Rating Rationale
June 10, 2024 | Mumbai
Mangalore Refinery and Petrochemicals Limited
Ratings Reaffirmed
 
Rating Action
Total Bank Loan Facilities RatedRs.1000 Crore
Short Term RatingCRISIL A1+ (Reaffirmed)
 
Rs.2060 Crore Non Convertible DebenturesCRISIL AAA/Stable (Reaffirmed)
Corporate Credit RatingCRISIL AAA/Stable (Reaffirmed)
Rs.5000 Crore Commercial PaperCRISIL A1+ (Reaffirmed)
Note: None of the Directors on CRISIL Ratings Limited’s Board are members of rating committee and thus do not participate in discussion or assignment of any ratings. The Board of Directors also does not discuss any ratings at its meetings.
1 crore = 10 million
Refer to Annexure for Details of Instruments & Bank Facilities

Detailed Rationale

CRISIL Ratings has reaffirmed its CRISIL AAA/Stable/CRISIL A1+' ratings on the bank facilities and debt instruments of Mangalore Refinery and Petrochemicals Limited (MRPL).
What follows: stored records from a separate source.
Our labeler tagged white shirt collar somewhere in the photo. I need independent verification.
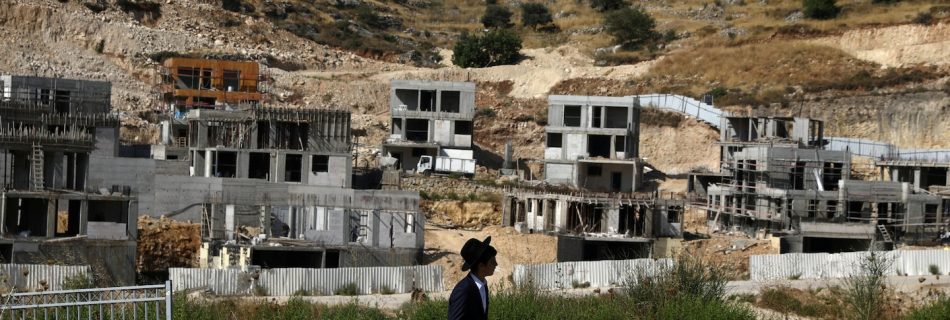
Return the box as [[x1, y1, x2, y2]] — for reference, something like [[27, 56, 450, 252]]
[[469, 274, 488, 312]]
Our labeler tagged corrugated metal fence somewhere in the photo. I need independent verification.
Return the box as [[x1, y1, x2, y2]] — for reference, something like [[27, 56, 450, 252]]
[[168, 266, 443, 296], [0, 264, 92, 291], [749, 250, 950, 281], [513, 259, 673, 289]]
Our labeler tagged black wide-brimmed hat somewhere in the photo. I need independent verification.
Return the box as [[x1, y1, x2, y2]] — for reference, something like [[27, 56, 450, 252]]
[[459, 236, 498, 271]]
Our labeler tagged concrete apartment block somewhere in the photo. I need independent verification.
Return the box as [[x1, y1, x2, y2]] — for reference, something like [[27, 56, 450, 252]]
[[689, 117, 950, 252], [544, 95, 643, 192], [0, 75, 138, 285], [0, 75, 112, 114], [382, 80, 475, 170]]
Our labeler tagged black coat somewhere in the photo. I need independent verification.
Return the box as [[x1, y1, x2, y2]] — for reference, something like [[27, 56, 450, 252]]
[[449, 273, 491, 320]]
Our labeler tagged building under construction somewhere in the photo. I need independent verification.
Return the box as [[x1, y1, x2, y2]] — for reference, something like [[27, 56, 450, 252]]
[[0, 75, 138, 285], [502, 96, 685, 261], [95, 60, 424, 268], [689, 117, 945, 252]]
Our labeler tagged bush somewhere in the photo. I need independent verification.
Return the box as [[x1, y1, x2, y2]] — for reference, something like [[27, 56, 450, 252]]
[[482, 4, 512, 29], [590, 0, 627, 12], [452, 29, 521, 68], [906, 295, 950, 320], [604, 7, 660, 49], [844, 252, 893, 319], [521, 2, 554, 29], [625, 255, 754, 319], [333, 282, 360, 296], [802, 0, 841, 20]]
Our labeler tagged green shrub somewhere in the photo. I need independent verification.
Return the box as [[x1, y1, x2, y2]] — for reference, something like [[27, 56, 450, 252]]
[[590, 0, 627, 12], [844, 252, 893, 319], [333, 282, 360, 296], [379, 286, 396, 295], [905, 295, 950, 320], [253, 284, 270, 297], [481, 4, 512, 29], [452, 29, 521, 68], [802, 0, 841, 20], [624, 255, 738, 319], [397, 300, 448, 320], [604, 7, 660, 49], [95, 40, 106, 53], [655, 295, 756, 320], [521, 2, 554, 28]]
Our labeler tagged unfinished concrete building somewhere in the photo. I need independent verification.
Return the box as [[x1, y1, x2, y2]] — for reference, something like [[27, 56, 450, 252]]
[[690, 117, 940, 252], [159, 58, 267, 158], [382, 80, 475, 170], [875, 159, 950, 240], [0, 76, 138, 285], [502, 190, 685, 261], [544, 95, 643, 192]]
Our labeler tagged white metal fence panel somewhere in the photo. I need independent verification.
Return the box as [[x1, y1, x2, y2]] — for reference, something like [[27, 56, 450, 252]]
[[0, 264, 92, 291], [512, 259, 673, 289], [0, 281, 172, 320], [169, 266, 443, 296], [749, 250, 950, 281]]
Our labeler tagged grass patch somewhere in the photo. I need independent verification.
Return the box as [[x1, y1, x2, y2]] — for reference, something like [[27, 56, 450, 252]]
[[904, 295, 950, 320], [756, 287, 842, 319], [333, 282, 360, 296]]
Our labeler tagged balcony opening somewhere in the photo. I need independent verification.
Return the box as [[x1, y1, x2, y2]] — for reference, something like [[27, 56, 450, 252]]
[[284, 154, 303, 182], [4, 198, 49, 237], [587, 135, 611, 159], [396, 89, 419, 111], [419, 90, 436, 112], [247, 152, 270, 180], [442, 91, 462, 113], [455, 121, 472, 135], [547, 133, 564, 148], [604, 107, 630, 129], [311, 154, 330, 173], [564, 106, 581, 127], [406, 119, 429, 142]]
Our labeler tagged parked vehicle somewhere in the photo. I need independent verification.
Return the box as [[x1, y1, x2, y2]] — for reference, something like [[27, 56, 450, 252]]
[[416, 156, 475, 175]]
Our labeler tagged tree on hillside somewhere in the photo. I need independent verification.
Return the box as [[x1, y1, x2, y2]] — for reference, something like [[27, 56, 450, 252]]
[[802, 0, 841, 20], [521, 2, 554, 28], [604, 7, 660, 50], [482, 4, 512, 29], [590, 0, 627, 12], [452, 29, 521, 68]]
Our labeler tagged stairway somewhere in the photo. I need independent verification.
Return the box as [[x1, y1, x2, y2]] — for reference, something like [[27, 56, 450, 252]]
[[30, 144, 43, 191], [877, 224, 894, 242]]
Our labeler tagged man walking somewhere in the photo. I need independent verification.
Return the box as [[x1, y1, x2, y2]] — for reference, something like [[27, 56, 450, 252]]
[[449, 237, 498, 320]]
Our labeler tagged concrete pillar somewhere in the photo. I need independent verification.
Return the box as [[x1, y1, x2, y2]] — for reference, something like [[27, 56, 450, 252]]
[[125, 199, 139, 239], [224, 204, 235, 241], [0, 192, 7, 234], [46, 198, 56, 238], [601, 206, 620, 233], [914, 167, 920, 189], [79, 199, 88, 234]]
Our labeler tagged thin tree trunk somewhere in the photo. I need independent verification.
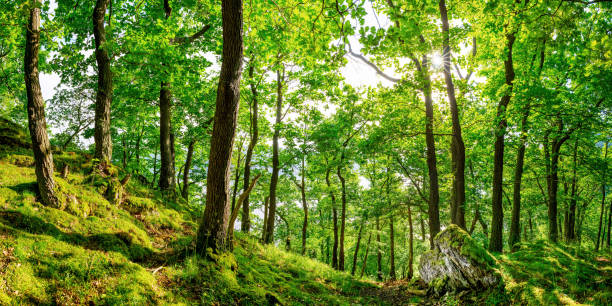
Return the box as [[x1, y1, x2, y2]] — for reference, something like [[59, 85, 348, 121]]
[[438, 0, 466, 229], [407, 205, 414, 280], [351, 218, 365, 276], [196, 0, 243, 255], [389, 213, 397, 280], [489, 26, 516, 252], [263, 69, 284, 243], [337, 158, 346, 271], [595, 142, 608, 251], [359, 233, 372, 278], [325, 167, 338, 269], [240, 59, 259, 233], [181, 139, 196, 200], [23, 0, 59, 207], [92, 0, 113, 163], [376, 216, 382, 281]]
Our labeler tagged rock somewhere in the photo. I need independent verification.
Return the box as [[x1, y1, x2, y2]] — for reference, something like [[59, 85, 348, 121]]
[[419, 224, 502, 295]]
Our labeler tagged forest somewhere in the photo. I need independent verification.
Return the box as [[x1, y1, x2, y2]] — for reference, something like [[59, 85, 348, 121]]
[[0, 0, 612, 305]]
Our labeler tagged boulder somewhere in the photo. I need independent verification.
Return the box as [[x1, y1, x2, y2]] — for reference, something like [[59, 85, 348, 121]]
[[419, 224, 502, 295]]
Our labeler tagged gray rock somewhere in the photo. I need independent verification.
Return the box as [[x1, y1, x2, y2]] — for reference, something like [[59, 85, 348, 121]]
[[419, 225, 502, 295]]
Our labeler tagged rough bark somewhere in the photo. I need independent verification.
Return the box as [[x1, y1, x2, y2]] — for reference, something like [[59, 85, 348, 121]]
[[23, 1, 59, 207], [336, 160, 346, 271], [489, 32, 516, 252], [159, 82, 176, 190], [92, 0, 113, 162], [196, 0, 243, 255], [263, 69, 284, 243], [181, 139, 196, 200], [351, 218, 365, 276], [438, 0, 466, 229], [240, 63, 259, 233]]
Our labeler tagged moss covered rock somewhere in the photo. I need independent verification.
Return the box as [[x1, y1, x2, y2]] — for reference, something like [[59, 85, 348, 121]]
[[419, 225, 502, 295]]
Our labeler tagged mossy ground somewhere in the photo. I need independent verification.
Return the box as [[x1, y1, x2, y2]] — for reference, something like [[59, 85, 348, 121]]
[[0, 120, 612, 305]]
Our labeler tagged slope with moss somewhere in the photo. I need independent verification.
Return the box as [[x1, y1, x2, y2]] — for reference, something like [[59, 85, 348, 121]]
[[0, 120, 379, 305]]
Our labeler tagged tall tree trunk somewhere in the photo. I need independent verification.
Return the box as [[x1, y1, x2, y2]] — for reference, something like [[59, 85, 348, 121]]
[[337, 158, 346, 271], [595, 142, 608, 251], [196, 0, 243, 255], [438, 0, 466, 229], [351, 218, 365, 276], [181, 139, 196, 200], [389, 213, 397, 280], [298, 152, 308, 255], [489, 32, 516, 252], [415, 55, 440, 249], [376, 216, 382, 281], [159, 82, 176, 190], [240, 59, 259, 233], [408, 205, 414, 280], [92, 0, 113, 162], [232, 149, 242, 211], [359, 233, 372, 278], [565, 139, 578, 242], [23, 0, 59, 207], [263, 69, 284, 243]]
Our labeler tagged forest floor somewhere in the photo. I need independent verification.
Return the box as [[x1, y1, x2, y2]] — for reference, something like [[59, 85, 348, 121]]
[[0, 119, 612, 305]]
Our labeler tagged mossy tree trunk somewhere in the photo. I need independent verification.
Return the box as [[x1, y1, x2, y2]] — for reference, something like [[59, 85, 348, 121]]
[[23, 0, 60, 207], [196, 0, 243, 255]]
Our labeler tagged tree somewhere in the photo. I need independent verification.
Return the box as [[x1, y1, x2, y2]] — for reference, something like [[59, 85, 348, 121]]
[[196, 0, 243, 255]]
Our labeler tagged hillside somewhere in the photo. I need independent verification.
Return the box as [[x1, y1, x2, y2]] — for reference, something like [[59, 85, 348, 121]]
[[0, 120, 612, 305]]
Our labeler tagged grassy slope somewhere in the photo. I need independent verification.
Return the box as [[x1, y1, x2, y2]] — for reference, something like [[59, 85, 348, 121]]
[[0, 120, 376, 305], [0, 118, 612, 305]]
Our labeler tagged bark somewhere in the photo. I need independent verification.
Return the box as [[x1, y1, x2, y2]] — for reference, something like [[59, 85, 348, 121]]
[[196, 0, 243, 255], [159, 82, 176, 190], [351, 218, 365, 276], [240, 63, 259, 233], [325, 167, 338, 269], [565, 139, 578, 242], [227, 174, 261, 250], [438, 0, 466, 229], [376, 216, 382, 281], [408, 205, 414, 280], [595, 142, 608, 251], [263, 69, 284, 243], [23, 1, 59, 207], [336, 158, 346, 271], [489, 32, 516, 252], [414, 55, 440, 249], [92, 0, 113, 162], [389, 213, 397, 280], [359, 233, 372, 278], [181, 139, 196, 201]]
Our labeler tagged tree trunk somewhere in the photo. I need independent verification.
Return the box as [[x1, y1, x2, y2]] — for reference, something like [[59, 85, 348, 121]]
[[181, 139, 196, 201], [595, 142, 608, 251], [337, 158, 346, 271], [240, 63, 259, 233], [23, 0, 59, 207], [438, 0, 466, 229], [196, 0, 243, 255], [376, 216, 382, 281], [407, 206, 414, 280], [421, 55, 440, 249], [389, 213, 397, 280], [263, 69, 284, 243], [325, 167, 338, 269], [565, 139, 578, 242], [159, 82, 176, 190], [489, 32, 516, 252], [351, 218, 365, 276], [359, 233, 372, 278], [92, 0, 113, 162]]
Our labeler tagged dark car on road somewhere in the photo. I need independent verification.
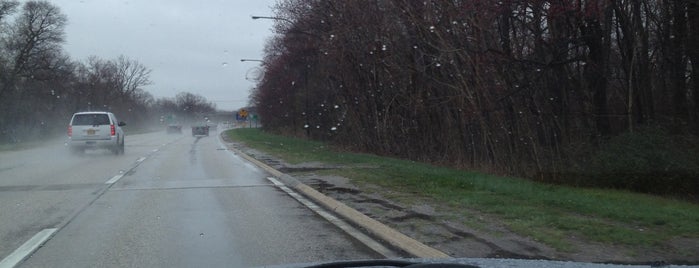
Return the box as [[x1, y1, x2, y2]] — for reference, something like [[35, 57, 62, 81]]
[[192, 124, 209, 137]]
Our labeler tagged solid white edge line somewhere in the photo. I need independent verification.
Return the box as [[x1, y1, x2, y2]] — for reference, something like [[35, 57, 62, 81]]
[[0, 228, 58, 268], [104, 174, 124, 184]]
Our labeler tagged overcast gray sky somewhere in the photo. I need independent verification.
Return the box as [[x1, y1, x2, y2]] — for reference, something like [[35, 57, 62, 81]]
[[50, 0, 276, 110]]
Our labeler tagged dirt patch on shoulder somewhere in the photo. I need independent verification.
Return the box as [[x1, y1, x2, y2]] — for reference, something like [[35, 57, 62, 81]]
[[224, 139, 699, 264]]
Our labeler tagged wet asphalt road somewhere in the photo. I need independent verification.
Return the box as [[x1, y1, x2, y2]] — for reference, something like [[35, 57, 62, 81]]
[[0, 129, 379, 267]]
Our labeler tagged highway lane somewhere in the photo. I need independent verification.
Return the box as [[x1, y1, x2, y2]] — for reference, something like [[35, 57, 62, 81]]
[[0, 129, 379, 267]]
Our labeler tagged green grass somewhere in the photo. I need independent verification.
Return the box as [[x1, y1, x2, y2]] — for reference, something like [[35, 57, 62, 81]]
[[226, 129, 699, 251]]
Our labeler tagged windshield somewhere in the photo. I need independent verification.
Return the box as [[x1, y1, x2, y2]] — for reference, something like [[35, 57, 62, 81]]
[[0, 0, 699, 267]]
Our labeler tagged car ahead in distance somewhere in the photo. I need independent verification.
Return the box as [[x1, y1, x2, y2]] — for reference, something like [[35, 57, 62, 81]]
[[192, 124, 209, 137], [68, 112, 126, 154]]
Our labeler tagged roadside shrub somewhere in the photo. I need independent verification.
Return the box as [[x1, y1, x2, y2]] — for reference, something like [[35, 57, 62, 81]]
[[583, 127, 699, 199]]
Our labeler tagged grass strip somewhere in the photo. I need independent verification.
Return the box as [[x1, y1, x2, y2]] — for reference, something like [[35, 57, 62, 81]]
[[226, 129, 699, 251]]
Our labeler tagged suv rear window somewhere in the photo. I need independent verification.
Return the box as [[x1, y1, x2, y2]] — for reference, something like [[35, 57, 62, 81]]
[[73, 114, 109, 126]]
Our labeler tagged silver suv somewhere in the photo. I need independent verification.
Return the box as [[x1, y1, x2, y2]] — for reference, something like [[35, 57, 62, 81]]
[[68, 112, 126, 154]]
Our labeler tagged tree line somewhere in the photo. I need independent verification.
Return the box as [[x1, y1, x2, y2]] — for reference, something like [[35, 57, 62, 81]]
[[253, 0, 699, 196], [0, 0, 215, 143]]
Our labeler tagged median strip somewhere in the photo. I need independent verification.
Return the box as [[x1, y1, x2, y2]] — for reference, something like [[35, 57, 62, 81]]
[[220, 135, 449, 258]]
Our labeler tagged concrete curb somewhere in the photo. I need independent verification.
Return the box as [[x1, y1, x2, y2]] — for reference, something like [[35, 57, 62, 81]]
[[226, 139, 450, 258]]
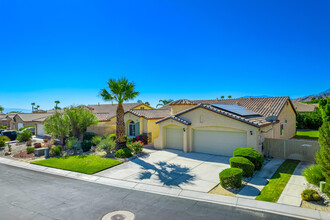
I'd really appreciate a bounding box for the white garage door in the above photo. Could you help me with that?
[193,130,246,156]
[166,127,183,150]
[37,124,46,136]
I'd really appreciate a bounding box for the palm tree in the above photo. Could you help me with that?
[55,101,60,110]
[156,99,173,108]
[100,78,139,149]
[31,102,36,113]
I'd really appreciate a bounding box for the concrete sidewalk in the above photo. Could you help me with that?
[277,162,312,206]
[0,157,330,220]
[237,158,284,199]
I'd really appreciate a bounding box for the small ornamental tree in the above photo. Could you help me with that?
[44,112,70,144]
[316,122,330,178]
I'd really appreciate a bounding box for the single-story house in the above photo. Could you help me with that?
[12,113,52,136]
[154,97,296,156]
[292,101,318,113]
[87,103,153,136]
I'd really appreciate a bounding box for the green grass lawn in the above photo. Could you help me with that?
[256,160,299,202]
[32,155,122,174]
[295,130,319,139]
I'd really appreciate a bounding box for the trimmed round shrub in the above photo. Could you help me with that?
[219,168,243,188]
[83,132,97,141]
[115,148,133,158]
[323,177,330,198]
[301,189,321,201]
[303,165,325,186]
[0,136,10,147]
[81,140,93,152]
[229,157,254,176]
[26,147,34,154]
[233,147,264,170]
[50,145,63,156]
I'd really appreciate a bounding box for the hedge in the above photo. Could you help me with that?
[301,189,321,201]
[229,157,254,176]
[233,147,264,170]
[219,168,243,188]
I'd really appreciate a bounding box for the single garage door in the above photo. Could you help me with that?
[193,130,246,156]
[166,127,183,150]
[37,124,46,136]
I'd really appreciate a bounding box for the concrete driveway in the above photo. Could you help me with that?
[94,149,230,192]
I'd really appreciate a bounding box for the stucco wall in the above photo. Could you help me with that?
[87,120,116,136]
[261,102,296,139]
[155,108,260,152]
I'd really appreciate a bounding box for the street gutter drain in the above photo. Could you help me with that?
[102,211,135,220]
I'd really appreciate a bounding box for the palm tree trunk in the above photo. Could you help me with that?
[116,103,126,150]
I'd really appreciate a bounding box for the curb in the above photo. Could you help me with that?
[0,157,330,220]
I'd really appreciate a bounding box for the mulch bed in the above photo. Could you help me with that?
[13,151,34,158]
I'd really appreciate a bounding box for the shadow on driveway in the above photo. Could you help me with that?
[131,158,195,186]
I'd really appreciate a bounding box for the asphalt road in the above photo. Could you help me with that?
[0,164,302,220]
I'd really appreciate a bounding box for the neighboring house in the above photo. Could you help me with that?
[87,103,152,136]
[0,113,16,130]
[12,113,52,136]
[292,101,318,113]
[150,97,296,156]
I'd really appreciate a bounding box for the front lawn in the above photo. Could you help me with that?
[256,160,299,202]
[295,130,319,139]
[32,155,122,174]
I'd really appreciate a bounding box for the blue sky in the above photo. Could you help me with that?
[0,0,330,109]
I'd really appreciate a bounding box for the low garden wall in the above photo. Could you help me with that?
[263,138,320,162]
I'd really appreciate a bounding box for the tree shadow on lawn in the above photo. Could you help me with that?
[132,158,195,186]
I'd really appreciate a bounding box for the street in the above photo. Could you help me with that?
[0,164,295,220]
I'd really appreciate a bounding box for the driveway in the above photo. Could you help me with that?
[94,149,230,192]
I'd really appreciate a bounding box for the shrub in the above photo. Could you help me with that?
[26,147,34,154]
[301,189,321,201]
[17,129,32,142]
[97,135,116,154]
[323,177,330,198]
[133,135,148,145]
[65,137,81,151]
[0,136,10,147]
[303,165,325,186]
[110,134,127,141]
[92,136,102,146]
[219,168,243,188]
[115,148,133,158]
[131,141,143,154]
[234,147,264,170]
[81,140,93,152]
[50,145,62,156]
[229,157,254,176]
[83,132,97,141]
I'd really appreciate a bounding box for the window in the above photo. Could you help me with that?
[280,124,284,135]
[128,121,135,137]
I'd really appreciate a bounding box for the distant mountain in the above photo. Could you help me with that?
[3,108,31,113]
[294,89,330,102]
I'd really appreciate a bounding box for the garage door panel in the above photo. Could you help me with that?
[166,128,183,150]
[193,130,246,156]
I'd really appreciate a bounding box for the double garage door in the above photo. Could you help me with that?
[166,128,246,156]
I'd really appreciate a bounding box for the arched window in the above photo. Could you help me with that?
[128,121,135,137]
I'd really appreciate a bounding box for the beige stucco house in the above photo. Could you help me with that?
[154,97,296,156]
[11,113,52,136]
[87,103,152,136]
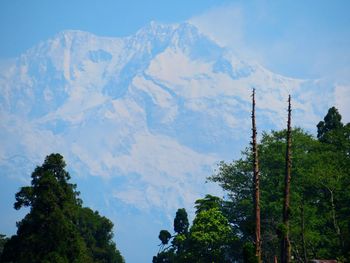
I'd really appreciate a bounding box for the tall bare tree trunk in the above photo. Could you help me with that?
[281,95,292,263]
[300,199,307,263]
[252,89,261,263]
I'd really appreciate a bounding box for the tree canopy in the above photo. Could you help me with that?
[0,154,124,263]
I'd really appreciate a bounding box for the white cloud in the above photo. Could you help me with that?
[189,4,244,49]
[335,85,350,123]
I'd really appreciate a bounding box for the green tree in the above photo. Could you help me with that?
[1,154,123,263]
[317,107,343,141]
[210,109,350,262]
[153,198,237,263]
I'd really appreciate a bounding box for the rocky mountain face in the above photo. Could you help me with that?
[0,22,335,262]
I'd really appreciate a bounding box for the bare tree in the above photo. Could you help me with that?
[252,89,261,263]
[281,95,292,263]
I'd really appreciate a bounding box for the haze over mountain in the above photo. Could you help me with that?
[0,22,345,262]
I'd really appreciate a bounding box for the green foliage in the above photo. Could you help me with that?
[243,242,258,263]
[153,201,237,263]
[1,154,123,263]
[158,230,171,245]
[317,107,343,142]
[174,208,189,234]
[209,108,350,262]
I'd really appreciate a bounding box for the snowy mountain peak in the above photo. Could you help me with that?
[0,19,334,222]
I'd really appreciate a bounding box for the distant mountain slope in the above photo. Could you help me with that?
[0,22,335,263]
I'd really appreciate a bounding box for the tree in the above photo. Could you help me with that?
[209,121,350,262]
[281,95,292,263]
[152,199,237,263]
[317,107,343,142]
[1,154,123,263]
[252,89,261,263]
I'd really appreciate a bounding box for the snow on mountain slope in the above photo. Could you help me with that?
[0,22,335,262]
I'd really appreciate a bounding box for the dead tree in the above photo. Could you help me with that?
[281,95,292,263]
[252,89,261,263]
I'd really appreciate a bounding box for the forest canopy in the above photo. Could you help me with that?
[0,153,124,263]
[153,107,350,263]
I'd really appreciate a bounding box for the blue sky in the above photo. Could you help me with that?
[0,0,350,81]
[0,0,350,262]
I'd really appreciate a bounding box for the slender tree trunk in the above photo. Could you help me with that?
[252,89,261,263]
[300,197,307,263]
[281,95,292,263]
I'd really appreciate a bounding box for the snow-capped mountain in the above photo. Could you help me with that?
[0,22,335,262]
The corporate credit rating is also reaffirmed at 'CRISIL AAA/Stable.

 

The ratings continue to take comfort from the strong operational, financial, and managerial support the company receives from its parent, Oil and Natural Gas Corporation Limited (ONGC). MRPL continues to remain strategically important to its parent’s strategy of being an integrated oil and gas entity with presence established across the entire oil and gas value chain.

 

Robust physical performance with strong utilisation and healthy GRM (Gross Refining Margin) has translated into healthy financial performance in fiscal 2024. The company reported second best year of throughput of 16.6 MMT at 111% utilisation, moderating only marginally from fiscal 2023 while GRM (including inventory gains and losses) improved to $10.36 per barrel from $9.88 per barrel last fiscal. Earnings before interest, tax, depreciation and amortisation (Ebitda) rose ~20% to Rs 7,901 crore in fiscal 2024. Over the medium term, company’s GRM is expected to be healthy and in-line with product crack spread in the international markets.

 

Strong cash generation also supported debt repayment of Rs 5,135 crore, which reduced gross debt to Rs 12,452 crore as on March 31, 2024. Resultantly, gearing improved to 0.97 time as on March 31, 2024, from 1.77 times as on March 31, 2023; while adjusted interest coverage ratio improved to ~7.1 times for fiscal 2024 from 5.17 times previous fiscal. The company incurred capital expenditure (capex) about Rs 1,600 crore on various small projects during the fiscal. Over the medium term, healthy operating performance and cash accrual should be sufficient to fund capex needs, upcoming debt as well as planned investments; with successive moderation in debt levels keeping financial risk profile healthy. The company continues to derive financial flexibility from being a part of the ONGC group and its ability to access capital markets, which enables it to raise funds at a short notice on favourable rates.

Analytical Approach

The ratings centrally factor in the strategic importance of the company to, and strong support from, its parent, ONGC.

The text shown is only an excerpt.